A larger value for `nmax`

was needed here to decrease the visible
disturbance (sharp edges) caused by discrete neighbourhood
selections, which are now done in space *and* time.

## 13.4 Exercises

- Which fraction of the stations is removed in section 13.1 when the criterion applied that a station must be 75% complete?
- From the hourly time series in
`no2.st`

, compute daily mean concentrations using`aggregate`

, and compute the spatiotemporal variogram of this. How does it compare to the variogram of hourly values? - Carry out a spatiotemporal interpolation for daily mean values for the days corresponding to those shown in 13.5, and compare the results.
- Following the example in the demo scripts pointed at in section 13.2, carry out a cokriging on the daily mean station data for the four days shown in 13.5. What are the differences of this approach to spatiotemporal kriging?

### References

Bivand, Roger S., Edzer Pebesma, and Virgilio Gomez-Rubio. 2013. *Applied Spatial Data Analysis with R, Second Edition*. Springer, NY. http://www.asdar-book.org/.

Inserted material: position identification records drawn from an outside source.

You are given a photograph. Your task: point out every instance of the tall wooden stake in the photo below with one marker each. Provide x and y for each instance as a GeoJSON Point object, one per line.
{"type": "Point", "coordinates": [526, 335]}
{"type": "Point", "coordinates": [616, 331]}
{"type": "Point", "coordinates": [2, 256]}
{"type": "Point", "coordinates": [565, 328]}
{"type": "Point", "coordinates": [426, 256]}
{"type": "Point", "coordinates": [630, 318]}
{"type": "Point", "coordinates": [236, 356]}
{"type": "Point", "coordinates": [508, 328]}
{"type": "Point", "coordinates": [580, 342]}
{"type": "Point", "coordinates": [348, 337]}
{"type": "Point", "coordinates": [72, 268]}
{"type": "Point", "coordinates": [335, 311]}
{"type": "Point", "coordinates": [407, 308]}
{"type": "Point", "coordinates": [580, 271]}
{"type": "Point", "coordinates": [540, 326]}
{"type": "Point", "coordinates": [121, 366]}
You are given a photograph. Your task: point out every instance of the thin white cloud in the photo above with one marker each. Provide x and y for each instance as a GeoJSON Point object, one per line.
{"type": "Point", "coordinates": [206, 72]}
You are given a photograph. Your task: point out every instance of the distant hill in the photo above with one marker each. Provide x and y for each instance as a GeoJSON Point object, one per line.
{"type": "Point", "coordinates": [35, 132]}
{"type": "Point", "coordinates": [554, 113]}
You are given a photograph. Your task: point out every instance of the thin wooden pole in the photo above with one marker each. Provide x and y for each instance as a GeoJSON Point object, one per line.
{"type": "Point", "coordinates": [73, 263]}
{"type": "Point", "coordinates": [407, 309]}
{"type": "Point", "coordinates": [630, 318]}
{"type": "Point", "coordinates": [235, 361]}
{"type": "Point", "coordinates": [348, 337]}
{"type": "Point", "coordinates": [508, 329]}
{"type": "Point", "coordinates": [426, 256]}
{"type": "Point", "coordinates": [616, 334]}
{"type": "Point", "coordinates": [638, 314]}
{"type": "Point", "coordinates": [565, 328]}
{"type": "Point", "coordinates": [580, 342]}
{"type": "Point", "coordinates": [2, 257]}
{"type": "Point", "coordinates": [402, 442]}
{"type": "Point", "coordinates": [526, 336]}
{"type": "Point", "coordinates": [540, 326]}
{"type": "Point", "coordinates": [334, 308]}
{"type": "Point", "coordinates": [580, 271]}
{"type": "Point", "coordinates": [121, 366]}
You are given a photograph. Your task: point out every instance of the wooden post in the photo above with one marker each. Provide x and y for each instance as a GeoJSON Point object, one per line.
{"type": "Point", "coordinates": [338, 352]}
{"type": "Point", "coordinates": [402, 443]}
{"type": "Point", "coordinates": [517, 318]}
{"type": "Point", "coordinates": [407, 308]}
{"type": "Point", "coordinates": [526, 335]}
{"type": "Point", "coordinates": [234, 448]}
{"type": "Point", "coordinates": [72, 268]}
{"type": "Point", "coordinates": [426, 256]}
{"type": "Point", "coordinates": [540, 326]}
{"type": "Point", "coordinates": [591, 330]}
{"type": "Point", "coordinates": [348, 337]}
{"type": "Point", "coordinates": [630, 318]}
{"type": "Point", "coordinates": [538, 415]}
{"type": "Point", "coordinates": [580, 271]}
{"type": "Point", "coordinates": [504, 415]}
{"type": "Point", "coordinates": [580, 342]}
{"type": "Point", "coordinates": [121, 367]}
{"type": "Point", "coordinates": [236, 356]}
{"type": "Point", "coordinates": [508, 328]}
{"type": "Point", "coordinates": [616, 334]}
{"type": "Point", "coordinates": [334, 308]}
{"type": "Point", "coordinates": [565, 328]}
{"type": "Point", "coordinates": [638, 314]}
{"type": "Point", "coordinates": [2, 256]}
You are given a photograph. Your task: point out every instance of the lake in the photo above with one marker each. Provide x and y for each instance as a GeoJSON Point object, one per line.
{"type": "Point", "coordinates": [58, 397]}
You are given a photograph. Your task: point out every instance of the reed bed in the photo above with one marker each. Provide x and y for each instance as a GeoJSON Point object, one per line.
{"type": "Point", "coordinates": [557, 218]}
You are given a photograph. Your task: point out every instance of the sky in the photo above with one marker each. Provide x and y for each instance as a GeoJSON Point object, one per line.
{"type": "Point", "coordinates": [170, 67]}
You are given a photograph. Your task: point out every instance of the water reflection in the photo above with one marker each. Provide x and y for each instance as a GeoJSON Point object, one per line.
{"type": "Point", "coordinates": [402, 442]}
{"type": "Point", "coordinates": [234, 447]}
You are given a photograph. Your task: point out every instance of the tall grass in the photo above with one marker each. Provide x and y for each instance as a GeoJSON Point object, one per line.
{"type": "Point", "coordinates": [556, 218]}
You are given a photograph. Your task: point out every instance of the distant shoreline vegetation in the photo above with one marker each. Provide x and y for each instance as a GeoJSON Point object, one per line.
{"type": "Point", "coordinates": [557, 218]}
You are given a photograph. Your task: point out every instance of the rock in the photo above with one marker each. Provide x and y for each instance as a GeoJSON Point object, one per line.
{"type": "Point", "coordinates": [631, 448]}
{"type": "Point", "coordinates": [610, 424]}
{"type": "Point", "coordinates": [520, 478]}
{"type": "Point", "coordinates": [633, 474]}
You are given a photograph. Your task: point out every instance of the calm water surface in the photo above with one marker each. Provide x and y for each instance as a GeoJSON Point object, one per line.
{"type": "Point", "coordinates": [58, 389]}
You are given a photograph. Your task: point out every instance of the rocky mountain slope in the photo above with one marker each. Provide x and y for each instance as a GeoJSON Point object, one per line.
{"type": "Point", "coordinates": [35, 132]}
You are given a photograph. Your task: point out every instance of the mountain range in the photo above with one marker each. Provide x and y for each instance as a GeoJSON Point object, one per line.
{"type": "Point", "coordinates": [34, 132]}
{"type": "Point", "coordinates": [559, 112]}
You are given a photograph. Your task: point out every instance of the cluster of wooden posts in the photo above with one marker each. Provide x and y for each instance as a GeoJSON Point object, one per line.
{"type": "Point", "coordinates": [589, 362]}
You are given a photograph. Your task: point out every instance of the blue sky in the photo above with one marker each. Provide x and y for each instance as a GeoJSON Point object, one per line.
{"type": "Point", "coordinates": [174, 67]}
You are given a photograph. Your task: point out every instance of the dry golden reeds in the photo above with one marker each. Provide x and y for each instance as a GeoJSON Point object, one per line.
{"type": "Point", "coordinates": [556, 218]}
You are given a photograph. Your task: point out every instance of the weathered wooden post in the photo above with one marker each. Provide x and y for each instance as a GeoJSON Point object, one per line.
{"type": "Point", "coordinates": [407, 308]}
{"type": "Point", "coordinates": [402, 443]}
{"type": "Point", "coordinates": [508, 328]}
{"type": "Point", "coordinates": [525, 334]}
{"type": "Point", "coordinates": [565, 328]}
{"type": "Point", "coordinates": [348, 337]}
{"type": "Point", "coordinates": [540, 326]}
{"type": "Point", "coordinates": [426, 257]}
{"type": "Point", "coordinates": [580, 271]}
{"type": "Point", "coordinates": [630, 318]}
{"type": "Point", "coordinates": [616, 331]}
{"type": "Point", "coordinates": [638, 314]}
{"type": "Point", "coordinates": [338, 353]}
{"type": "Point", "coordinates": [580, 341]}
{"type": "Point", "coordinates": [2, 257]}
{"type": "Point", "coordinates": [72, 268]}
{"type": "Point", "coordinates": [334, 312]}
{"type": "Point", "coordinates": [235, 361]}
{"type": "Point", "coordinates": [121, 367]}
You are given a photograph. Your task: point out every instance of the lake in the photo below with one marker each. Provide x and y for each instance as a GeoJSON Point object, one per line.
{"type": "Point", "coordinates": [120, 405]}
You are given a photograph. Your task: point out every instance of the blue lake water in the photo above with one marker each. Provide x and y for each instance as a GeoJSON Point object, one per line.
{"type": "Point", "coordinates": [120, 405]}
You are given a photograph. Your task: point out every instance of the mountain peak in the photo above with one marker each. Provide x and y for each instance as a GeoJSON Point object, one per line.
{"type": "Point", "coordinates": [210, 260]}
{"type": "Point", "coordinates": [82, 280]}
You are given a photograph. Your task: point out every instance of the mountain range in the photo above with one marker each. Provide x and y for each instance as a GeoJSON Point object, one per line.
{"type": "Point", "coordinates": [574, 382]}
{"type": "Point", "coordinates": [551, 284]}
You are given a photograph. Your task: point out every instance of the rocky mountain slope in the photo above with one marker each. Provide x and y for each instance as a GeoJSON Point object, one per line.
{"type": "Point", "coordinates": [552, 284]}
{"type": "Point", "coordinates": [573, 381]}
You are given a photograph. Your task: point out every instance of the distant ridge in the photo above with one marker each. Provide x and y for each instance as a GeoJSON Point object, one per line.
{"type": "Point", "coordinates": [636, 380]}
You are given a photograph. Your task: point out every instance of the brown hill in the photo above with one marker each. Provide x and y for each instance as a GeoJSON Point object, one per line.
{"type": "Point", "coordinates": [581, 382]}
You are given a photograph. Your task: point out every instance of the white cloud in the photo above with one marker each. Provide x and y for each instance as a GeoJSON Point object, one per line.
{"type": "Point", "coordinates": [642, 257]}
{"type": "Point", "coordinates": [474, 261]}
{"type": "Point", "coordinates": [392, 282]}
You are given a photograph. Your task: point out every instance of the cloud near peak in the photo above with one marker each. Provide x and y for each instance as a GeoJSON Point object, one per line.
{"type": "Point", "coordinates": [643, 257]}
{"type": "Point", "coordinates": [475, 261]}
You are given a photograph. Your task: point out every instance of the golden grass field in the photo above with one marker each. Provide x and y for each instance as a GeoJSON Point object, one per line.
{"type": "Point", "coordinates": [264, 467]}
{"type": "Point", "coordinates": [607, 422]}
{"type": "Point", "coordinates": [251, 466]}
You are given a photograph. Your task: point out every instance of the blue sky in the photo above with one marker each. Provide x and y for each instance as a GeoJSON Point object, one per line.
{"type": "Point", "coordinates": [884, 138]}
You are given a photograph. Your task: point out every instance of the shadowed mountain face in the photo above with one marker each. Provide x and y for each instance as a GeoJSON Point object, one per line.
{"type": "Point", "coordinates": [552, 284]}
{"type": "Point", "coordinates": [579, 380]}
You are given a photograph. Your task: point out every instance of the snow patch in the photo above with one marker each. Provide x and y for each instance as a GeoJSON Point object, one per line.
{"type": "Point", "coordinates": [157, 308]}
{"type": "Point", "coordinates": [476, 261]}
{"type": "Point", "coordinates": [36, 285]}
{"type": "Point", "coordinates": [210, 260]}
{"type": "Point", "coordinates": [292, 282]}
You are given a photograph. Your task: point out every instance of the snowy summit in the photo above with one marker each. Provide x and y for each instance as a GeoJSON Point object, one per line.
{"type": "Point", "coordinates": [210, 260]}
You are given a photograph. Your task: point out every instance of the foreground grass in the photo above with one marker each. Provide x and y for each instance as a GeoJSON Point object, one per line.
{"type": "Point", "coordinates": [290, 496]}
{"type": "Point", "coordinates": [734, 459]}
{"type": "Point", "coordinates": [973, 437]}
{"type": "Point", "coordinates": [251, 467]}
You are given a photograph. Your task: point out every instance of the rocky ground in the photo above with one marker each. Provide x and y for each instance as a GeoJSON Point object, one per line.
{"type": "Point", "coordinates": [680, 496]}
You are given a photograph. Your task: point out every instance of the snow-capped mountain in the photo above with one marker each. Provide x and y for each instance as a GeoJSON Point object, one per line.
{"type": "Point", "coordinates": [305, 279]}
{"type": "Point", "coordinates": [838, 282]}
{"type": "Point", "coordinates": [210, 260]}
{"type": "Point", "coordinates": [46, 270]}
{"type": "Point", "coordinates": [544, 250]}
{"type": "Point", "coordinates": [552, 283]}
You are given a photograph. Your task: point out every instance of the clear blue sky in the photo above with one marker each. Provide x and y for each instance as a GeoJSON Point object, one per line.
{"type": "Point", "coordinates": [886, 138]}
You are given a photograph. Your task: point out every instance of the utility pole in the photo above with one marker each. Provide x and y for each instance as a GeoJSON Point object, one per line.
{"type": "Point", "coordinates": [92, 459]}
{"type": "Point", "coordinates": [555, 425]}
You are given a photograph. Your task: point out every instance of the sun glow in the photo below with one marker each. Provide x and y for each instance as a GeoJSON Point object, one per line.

Blangiardo, Marta, and Michela Cameletti. 2015. *Spatial and Spatio-Temporal Bayesian Models with R-Inla*. John Wiley & Sons.

Gräler, Benedikt, Edzer Pebesma, and Gerard Heuvelink. 2016. “Spatio-Temporal Interpolation using gstat.” *The R Journal* 8 (1): 204–18. https://doi.org/10.32614/RJ-2016-014.

Ver Hoef, Jay M, and Noel Cressie. 1993. “Multivariable Spatial Prediction.” *Mathematical Geology* 25 (2): 219–40.

Wikle, Christopher K, Andrew Zammit-Mangion, and Noel Cressie. 2019. *Spatio-Temporal Statistics with R*. CRC Press.